The costs and success rates on TEC programmes vary widely with the lowest spenders often achieving best results, the tables show. Birmingham TEC has the lowest YT cost per head at Pounds 1,542, but is the sixth most successful with 71.5 per cent of recruits gaining their NVQs.

Oldham has the lowest cost TFW programmes running at Pounds 531 per head and is 12th in the league for employment success with 49.3 per cent gaining jobs.

But the gap between best and worst on most of the nine cost and efficiency measures included in the league tables are closing fast. "This is a clear indication that the best practices are being spread around the country, " said Mr Humphries.

Ministers also urged caution in interpreting the results since many programmes such as education-business links and support for small firms were not included. However, the schemes covered by the tables cover 60 per cent of the estimated Pounds 1.4 TEC budget.

The success was diminished slightly by the continued failure of many TECs to meet the Government' Youth Training guarantee, which education and employment minister James Paice said "has to be improved still further".

There was also continued ministerial concern over the slow pace at which companies are gaining recognition as Investors in People - the qualification which has become the standard for good training and staff development.

But Mr Humphries insisted the results had to be seen in the light of the high level of "significant disadvantage" among recruits to YT and TFW programmes run by the TECs.

Around 48 per cent of 17-year-olds in full-time education have four or more GCSEs grade A-C, "But over 60 per cent of trainees on YT have no GCSEs, " he said.
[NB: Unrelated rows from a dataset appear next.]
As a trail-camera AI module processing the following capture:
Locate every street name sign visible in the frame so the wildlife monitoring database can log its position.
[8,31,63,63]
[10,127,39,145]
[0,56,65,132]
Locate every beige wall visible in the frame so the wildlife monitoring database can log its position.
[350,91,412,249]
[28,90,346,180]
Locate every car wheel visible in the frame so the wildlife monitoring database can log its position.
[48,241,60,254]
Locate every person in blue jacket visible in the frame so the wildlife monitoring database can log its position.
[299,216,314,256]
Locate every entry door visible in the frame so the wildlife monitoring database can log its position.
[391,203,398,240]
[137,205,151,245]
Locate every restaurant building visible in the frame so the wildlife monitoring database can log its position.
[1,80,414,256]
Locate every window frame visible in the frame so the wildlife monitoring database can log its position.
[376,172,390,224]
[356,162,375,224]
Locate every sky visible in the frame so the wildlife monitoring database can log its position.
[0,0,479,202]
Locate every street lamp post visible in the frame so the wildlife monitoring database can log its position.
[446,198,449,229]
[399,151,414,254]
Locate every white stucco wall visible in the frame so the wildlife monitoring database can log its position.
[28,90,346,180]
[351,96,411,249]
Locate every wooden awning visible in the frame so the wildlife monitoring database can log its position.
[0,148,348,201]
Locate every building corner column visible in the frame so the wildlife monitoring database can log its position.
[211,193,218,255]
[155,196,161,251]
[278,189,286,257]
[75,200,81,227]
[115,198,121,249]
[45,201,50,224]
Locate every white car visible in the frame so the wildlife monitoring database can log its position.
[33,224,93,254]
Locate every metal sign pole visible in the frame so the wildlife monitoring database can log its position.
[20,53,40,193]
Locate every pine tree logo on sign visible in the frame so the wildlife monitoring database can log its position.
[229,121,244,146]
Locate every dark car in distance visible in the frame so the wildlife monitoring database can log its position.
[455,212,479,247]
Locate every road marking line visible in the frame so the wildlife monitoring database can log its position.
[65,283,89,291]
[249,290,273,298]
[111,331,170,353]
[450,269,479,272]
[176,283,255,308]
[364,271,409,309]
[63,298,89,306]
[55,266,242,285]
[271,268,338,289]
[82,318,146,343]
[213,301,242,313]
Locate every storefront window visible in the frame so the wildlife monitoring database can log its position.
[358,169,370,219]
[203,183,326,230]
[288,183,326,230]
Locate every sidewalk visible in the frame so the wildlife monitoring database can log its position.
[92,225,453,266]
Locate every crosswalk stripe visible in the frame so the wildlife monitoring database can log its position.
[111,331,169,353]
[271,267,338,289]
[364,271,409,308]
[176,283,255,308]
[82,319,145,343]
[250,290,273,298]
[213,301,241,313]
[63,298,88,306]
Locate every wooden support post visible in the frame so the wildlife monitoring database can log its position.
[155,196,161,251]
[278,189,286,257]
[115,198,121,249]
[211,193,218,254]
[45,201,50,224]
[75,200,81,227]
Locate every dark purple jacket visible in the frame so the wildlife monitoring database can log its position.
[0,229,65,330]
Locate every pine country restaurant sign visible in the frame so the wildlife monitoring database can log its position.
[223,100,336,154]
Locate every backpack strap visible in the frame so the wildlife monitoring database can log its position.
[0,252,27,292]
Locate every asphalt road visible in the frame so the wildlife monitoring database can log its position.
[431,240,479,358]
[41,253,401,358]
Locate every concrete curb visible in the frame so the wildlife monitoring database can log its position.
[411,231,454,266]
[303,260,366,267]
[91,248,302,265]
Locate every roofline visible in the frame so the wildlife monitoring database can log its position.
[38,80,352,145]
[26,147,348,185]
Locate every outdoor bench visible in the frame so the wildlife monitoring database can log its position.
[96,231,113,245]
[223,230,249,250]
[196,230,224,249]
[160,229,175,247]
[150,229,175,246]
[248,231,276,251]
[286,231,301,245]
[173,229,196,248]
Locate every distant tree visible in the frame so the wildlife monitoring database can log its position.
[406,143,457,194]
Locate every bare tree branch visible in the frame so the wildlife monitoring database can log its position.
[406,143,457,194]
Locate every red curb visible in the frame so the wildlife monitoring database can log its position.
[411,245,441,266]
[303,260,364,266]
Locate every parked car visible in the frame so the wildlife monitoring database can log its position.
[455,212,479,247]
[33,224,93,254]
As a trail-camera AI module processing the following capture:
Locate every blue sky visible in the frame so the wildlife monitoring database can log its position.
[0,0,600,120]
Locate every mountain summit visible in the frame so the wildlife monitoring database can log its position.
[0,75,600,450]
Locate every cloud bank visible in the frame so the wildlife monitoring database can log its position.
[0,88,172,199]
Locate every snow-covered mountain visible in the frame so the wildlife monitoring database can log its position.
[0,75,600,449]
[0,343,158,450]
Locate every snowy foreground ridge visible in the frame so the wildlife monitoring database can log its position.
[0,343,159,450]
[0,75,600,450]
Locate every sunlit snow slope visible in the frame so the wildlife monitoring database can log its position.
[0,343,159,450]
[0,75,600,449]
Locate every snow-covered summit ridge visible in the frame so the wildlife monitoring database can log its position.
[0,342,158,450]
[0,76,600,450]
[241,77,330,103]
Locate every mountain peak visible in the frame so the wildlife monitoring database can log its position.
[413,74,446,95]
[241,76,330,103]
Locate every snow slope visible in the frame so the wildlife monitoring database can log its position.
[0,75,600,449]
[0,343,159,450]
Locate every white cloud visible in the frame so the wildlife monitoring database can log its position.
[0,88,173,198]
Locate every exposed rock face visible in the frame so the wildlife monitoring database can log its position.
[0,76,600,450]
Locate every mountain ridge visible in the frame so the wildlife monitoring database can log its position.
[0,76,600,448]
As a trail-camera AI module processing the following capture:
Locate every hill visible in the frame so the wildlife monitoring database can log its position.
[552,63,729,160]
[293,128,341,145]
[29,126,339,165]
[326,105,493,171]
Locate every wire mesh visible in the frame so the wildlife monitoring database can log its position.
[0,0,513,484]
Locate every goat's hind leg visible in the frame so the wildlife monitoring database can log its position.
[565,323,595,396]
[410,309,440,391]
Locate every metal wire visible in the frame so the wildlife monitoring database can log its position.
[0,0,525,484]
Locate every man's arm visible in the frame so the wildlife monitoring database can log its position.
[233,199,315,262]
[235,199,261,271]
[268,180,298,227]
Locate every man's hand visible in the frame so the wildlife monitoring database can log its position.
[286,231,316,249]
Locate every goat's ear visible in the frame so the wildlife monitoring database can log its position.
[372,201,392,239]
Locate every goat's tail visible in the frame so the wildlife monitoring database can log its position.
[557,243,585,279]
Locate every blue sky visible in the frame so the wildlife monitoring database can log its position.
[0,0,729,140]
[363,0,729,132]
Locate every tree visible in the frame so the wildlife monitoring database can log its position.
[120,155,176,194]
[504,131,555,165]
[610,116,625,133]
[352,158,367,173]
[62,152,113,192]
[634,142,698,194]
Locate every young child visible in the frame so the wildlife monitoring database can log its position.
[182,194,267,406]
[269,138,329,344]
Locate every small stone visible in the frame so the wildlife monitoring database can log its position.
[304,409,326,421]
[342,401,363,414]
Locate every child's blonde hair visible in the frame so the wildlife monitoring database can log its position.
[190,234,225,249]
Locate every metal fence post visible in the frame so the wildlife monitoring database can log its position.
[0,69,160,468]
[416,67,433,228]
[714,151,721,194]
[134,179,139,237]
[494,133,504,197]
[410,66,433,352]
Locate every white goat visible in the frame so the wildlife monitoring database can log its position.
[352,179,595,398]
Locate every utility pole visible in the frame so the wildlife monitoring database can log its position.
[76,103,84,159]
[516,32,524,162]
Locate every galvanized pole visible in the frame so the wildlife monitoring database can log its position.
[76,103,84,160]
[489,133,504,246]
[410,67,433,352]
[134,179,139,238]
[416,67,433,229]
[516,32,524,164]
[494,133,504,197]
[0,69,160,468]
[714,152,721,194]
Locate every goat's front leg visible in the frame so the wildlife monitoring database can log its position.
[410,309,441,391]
The YT programme is to be phased out for new national traineeships which guarantee a higher level of college-based and on-the-job training. They are similar to the modern apprenticeship but pitched at a lower level.

While the TECs, however, are pleased with the modern apprenticeship's progress, the training providers funded by the TECs say they have faced a major task turning the "grand framework" of Government and the big industry training organisations into specific programmes.

It is designed to be a bridge leading school-leavers from full-time education into work.

All apprenticeships have three elements. There is a common programme of key skills: literacy, numeracy, IT and communications. Each trainee also has to learn about how their sector - such as engineering, hairdressing, or administration -works nationally.

Third, each has to carry out assignments to learn about their own company. This is all done through day-release and off-the-job training. The hope is that the balanced programme will make trainees more useful to the company while giving them transferable skills. But while the broad aims are set down in the frameworks, which were devised by industry training organisations, the precise content of the off-the-job study has been left up to providers.

For the Birmingham centre of Key Training, a national private provider, the main aim was to ensure key skills were woven tightly together with sector specific work. The emphasis on the basics - number, communication and IT - reflects the same focus in a range of projects supported by Birmingham training and enterprise council and local authority.

The basic modern apprenticeship frameworks are essentially "a jumble of bits", according to Key Training's Alan Patterson. "They include some really airy-fairy stuff such as apprentices needing to have an understanding of their company and how it works.

"Requirements like that are really quite difficult to grasp, and you could minimise them and knock them out in an afternoon. But we have tried to tie them in with key skills and produce something really solid for employers."